Le comédien ne semblait affecter par rien de tout cela. Au quotidien, il se mouvait dans le Lynch Bar comme s'il était chez lui et n'accordait aucune attention à ceux qui lui lançaient de drôles de regards. Lorsque Yulia l'avait interrogé à ce sujet, il avait haussé les épaules, l'air de formuler une évidence :
— Taylor m'a invité à vivre ici quelques temps. Je le prends au mot. Tu voudrais que je modifie mon comportement pour ménager les sensibilités de quelques pirates ? Ils en ont vue d’autres, ils s’habitueront.
Les questions reprirent :
— Comment s'appelait ta nourrice ?
— Assia.
— Quel est ton plat préféré ?
Ce n'était pas une question au programme – Taylor ne l'avait même pas envisagée – mais elle se doutait qu'un piège de ce genre arriverait et ne se laissa pas perturber. Elle inventa :
— Les abricots confits.
Il souleva un sourcil.
— C'est un met bien commun pour une jeune fille de la noblesse.

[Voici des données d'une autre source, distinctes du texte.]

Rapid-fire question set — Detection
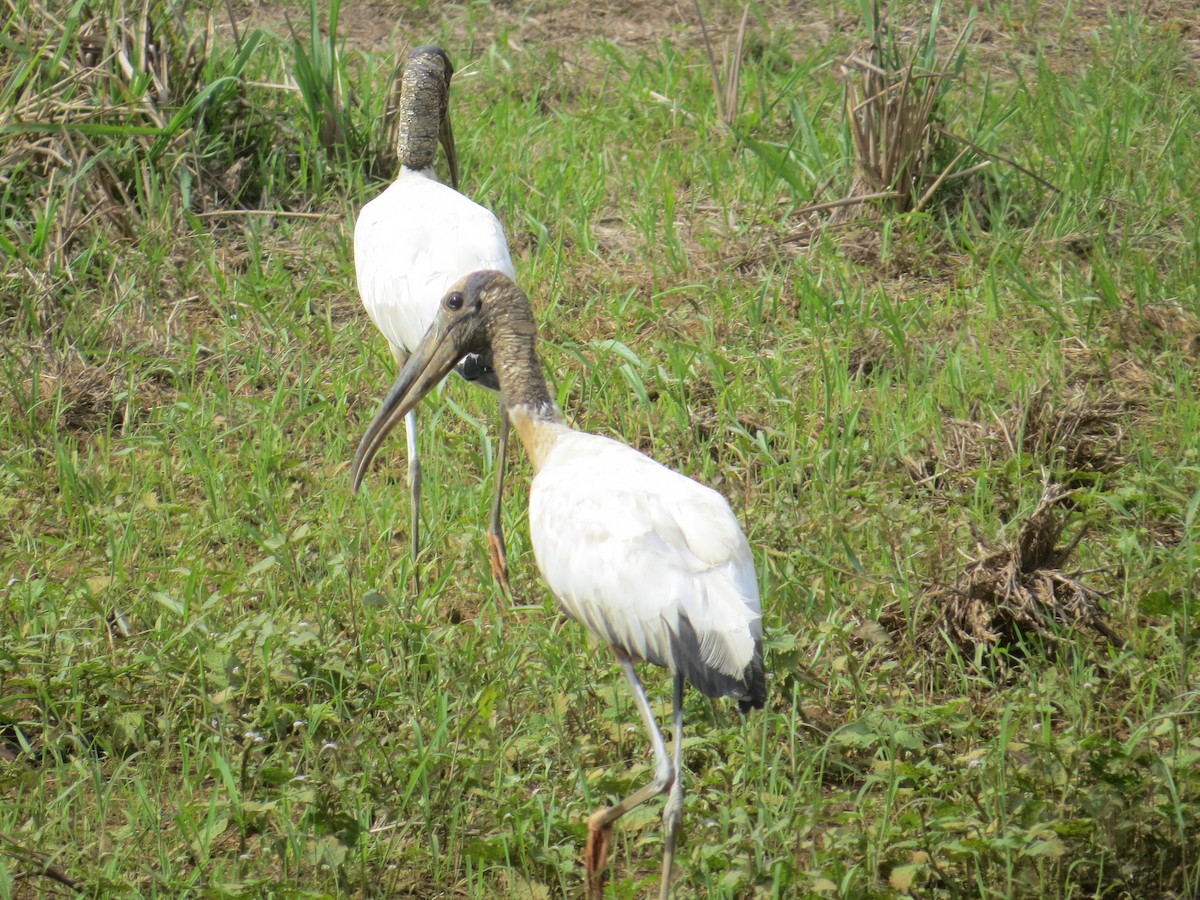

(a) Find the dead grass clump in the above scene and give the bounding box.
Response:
[0,347,175,432]
[0,2,257,265]
[905,360,1148,501]
[827,0,991,223]
[926,484,1121,646]
[1117,301,1200,361]
[1022,383,1145,478]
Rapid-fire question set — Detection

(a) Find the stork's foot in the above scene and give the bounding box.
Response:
[583,806,612,900]
[487,534,512,604]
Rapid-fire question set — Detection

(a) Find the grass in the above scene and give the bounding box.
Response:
[0,2,1200,898]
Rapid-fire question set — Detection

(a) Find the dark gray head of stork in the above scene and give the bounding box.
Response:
[350,270,538,491]
[397,47,458,190]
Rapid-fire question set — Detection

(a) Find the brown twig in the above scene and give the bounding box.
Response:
[0,832,84,892]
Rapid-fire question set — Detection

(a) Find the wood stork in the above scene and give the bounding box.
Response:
[354,47,515,590]
[350,271,767,898]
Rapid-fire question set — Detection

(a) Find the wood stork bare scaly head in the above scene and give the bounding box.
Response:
[350,270,530,491]
[396,47,458,190]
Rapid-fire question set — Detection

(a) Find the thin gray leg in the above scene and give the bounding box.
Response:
[584,647,682,896]
[659,672,684,900]
[487,400,511,596]
[404,409,421,594]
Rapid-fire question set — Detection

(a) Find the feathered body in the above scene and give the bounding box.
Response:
[350,271,767,900]
[354,167,516,359]
[354,47,516,589]
[528,427,766,709]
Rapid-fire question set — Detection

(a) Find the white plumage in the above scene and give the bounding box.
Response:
[525,429,762,696]
[350,271,767,900]
[354,47,516,590]
[354,168,516,359]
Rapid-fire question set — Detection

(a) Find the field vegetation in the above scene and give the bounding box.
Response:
[0,0,1200,900]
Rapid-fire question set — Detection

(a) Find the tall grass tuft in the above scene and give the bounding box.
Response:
[838,0,988,217]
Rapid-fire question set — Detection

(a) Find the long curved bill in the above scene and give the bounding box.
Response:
[438,113,458,191]
[350,318,464,492]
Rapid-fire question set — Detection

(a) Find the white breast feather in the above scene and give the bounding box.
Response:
[354,169,516,353]
[529,432,762,678]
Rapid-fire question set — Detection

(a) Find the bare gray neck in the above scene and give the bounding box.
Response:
[492,306,563,422]
[396,56,448,172]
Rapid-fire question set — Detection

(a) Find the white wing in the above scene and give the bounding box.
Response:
[354,169,516,353]
[529,432,762,698]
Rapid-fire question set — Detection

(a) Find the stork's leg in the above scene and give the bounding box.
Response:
[404,409,421,594]
[487,400,512,599]
[583,647,682,898]
[659,672,683,900]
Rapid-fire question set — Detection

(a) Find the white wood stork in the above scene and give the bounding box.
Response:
[350,271,767,898]
[354,47,515,590]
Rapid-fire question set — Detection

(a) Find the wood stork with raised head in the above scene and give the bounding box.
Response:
[350,271,767,898]
[354,47,515,590]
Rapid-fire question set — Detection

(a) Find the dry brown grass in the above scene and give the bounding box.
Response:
[826,2,990,223]
[925,482,1121,646]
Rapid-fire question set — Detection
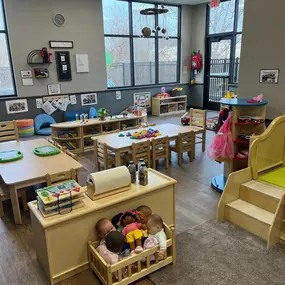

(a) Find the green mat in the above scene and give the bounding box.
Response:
[258,167,285,188]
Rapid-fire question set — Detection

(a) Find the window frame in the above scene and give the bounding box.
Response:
[103,0,181,89]
[0,0,17,96]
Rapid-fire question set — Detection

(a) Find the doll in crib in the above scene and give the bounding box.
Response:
[143,214,167,259]
[121,211,143,254]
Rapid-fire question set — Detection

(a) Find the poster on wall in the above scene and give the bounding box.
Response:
[6,99,28,114]
[48,84,61,95]
[134,92,151,108]
[81,93,97,106]
[259,69,279,84]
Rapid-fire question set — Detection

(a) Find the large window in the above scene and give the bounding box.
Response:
[103,0,180,88]
[0,0,15,96]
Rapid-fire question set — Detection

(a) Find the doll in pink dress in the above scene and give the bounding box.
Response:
[121,211,143,254]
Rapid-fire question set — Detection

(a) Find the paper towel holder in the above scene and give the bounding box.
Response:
[86,166,132,201]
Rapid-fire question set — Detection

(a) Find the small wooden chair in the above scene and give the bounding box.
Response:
[132,140,150,166]
[190,108,207,153]
[151,137,169,169]
[169,131,195,165]
[0,121,19,142]
[0,181,28,218]
[46,168,77,186]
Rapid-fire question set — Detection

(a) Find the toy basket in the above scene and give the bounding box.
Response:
[88,224,176,285]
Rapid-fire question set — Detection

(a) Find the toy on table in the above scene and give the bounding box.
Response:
[121,211,143,254]
[155,93,171,99]
[127,128,161,140]
[224,90,237,99]
[98,108,109,121]
[34,145,60,156]
[144,214,167,259]
[0,150,23,163]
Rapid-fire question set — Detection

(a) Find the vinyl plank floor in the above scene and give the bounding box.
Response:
[0,112,223,285]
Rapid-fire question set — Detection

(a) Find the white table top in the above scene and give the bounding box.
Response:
[0,139,82,185]
[92,121,198,149]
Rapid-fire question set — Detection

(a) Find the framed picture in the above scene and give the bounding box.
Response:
[49,41,73,48]
[259,69,279,84]
[6,99,28,114]
[81,93,97,106]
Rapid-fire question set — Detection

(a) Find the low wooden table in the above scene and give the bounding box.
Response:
[92,124,200,166]
[0,139,82,224]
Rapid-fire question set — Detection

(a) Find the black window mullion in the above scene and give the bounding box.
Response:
[129,2,135,86]
[154,4,159,84]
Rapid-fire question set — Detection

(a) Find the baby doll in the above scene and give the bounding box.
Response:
[95,218,116,242]
[96,231,125,264]
[121,211,143,254]
[144,214,167,259]
[136,205,152,238]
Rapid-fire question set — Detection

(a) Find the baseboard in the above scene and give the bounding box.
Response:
[51,261,89,284]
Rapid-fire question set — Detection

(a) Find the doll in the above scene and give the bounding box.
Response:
[95,218,116,240]
[135,205,152,238]
[96,231,125,264]
[121,211,143,254]
[144,214,167,259]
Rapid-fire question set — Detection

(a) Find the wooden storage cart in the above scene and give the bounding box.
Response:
[28,169,176,284]
[51,115,146,153]
[152,95,187,116]
[88,224,175,285]
[212,99,268,192]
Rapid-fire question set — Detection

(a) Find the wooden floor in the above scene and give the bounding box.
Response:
[0,112,223,285]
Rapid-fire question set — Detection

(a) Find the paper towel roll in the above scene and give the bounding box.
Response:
[87,166,131,199]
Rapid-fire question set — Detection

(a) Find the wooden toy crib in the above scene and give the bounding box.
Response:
[218,116,285,248]
[88,224,175,285]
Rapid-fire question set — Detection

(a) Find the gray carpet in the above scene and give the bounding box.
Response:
[149,220,285,285]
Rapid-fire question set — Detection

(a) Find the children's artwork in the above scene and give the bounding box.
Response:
[75,54,89,73]
[81,93,97,106]
[48,84,61,95]
[259,69,279,84]
[6,99,28,114]
[42,101,56,115]
[36,98,43,109]
[134,92,151,108]
[70,95,77,105]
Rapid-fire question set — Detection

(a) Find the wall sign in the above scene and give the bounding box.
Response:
[49,41,73,48]
[55,51,72,81]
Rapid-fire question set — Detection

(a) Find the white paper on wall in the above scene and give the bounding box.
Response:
[75,54,89,73]
[70,95,77,105]
[42,101,56,115]
[36,98,43,109]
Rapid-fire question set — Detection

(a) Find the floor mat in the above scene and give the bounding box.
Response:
[206,116,216,131]
[149,220,285,285]
[258,167,285,188]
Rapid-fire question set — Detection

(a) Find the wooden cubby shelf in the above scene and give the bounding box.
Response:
[51,115,146,153]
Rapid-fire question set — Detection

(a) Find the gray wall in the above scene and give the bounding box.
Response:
[5,0,107,97]
[0,84,189,122]
[238,0,285,119]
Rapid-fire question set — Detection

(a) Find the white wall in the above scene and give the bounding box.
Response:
[5,0,107,97]
[238,0,285,119]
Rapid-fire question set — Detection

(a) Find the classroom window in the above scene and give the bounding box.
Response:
[0,0,15,96]
[103,0,180,88]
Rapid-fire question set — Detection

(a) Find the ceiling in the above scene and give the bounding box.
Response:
[139,0,210,5]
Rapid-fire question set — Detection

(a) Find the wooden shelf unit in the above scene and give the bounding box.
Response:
[152,95,187,116]
[51,115,146,153]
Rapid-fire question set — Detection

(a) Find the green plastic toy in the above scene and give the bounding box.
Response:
[0,150,23,163]
[34,145,60,156]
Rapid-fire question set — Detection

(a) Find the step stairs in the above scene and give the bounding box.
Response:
[225,180,285,243]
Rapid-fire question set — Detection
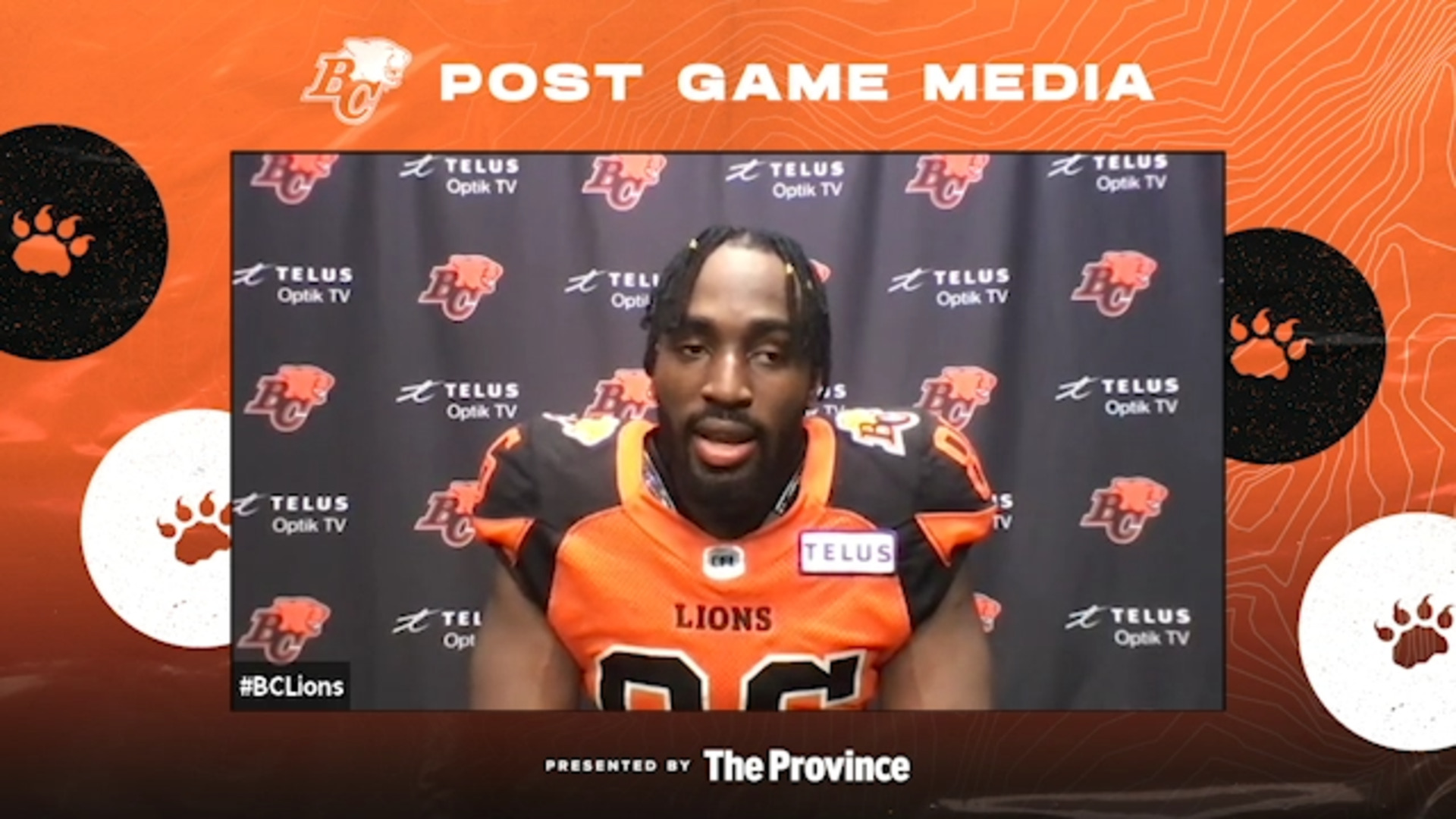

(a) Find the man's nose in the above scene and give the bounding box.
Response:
[703,353,753,406]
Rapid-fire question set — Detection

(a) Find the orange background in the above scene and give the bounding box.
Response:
[0,0,1456,809]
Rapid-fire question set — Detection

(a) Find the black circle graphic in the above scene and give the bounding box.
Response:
[1223,228,1386,463]
[0,125,168,362]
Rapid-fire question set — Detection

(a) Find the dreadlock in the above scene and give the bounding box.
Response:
[642,224,830,384]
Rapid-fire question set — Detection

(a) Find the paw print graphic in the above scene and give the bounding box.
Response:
[1374,595,1451,669]
[1228,307,1309,381]
[10,206,95,278]
[157,493,233,566]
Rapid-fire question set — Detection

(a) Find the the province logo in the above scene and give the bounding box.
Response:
[1081,476,1168,547]
[581,153,667,212]
[299,36,413,125]
[419,253,505,322]
[237,598,334,666]
[252,153,339,204]
[1072,251,1157,319]
[915,367,997,430]
[905,153,992,210]
[243,364,337,433]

Elle improvisa afin de donner du corps à son mensonge :
— Je les apprécie car ça me rappelle les sucreries que mon frère m'offrait lorsque j'étais enfant.
— Vous n'avez pourtant pas l'air si vieille que ça ! Quel âge avez-vous exactement ?
— Quinze ans et deux mois...
La conversation continuait ainsi depuis trois jours, pendant trois heures le matin et trois heures le soir. Il essayait de la piéger et, lorsqu'il y parvenait, s'arrêtait pour lui faire la leçon. L'après-midi, il lui apprenait à jouer comme une véritable comédienne : maîtriser sa voix, sa gestuelle et ses regards.
C'était de loin le plus difficile. Apprendre un rôle, c'était au final une affaire purement intellectuelle, guère différente des leçons que Senex lui faisait réciter, avec quelques touches d'improvisations mensongères qui sont autant de coups de bluff dont Dick-Tale lui avait transmis le goût. Mais il y avait un monde entre connaître parfaitement son rôle et le jouer. Comment un être humain pouvait-il arriver à supprimer le moindre de ses tics corporels, de ses regards involontaires ? À maîtriser sa posture jusqu'à ce que chaque mouvement soit choisi et non pas instinctif ? C'était une discipline sans pitié et dans laquelle on ne progressait qu'à pas de fourmis.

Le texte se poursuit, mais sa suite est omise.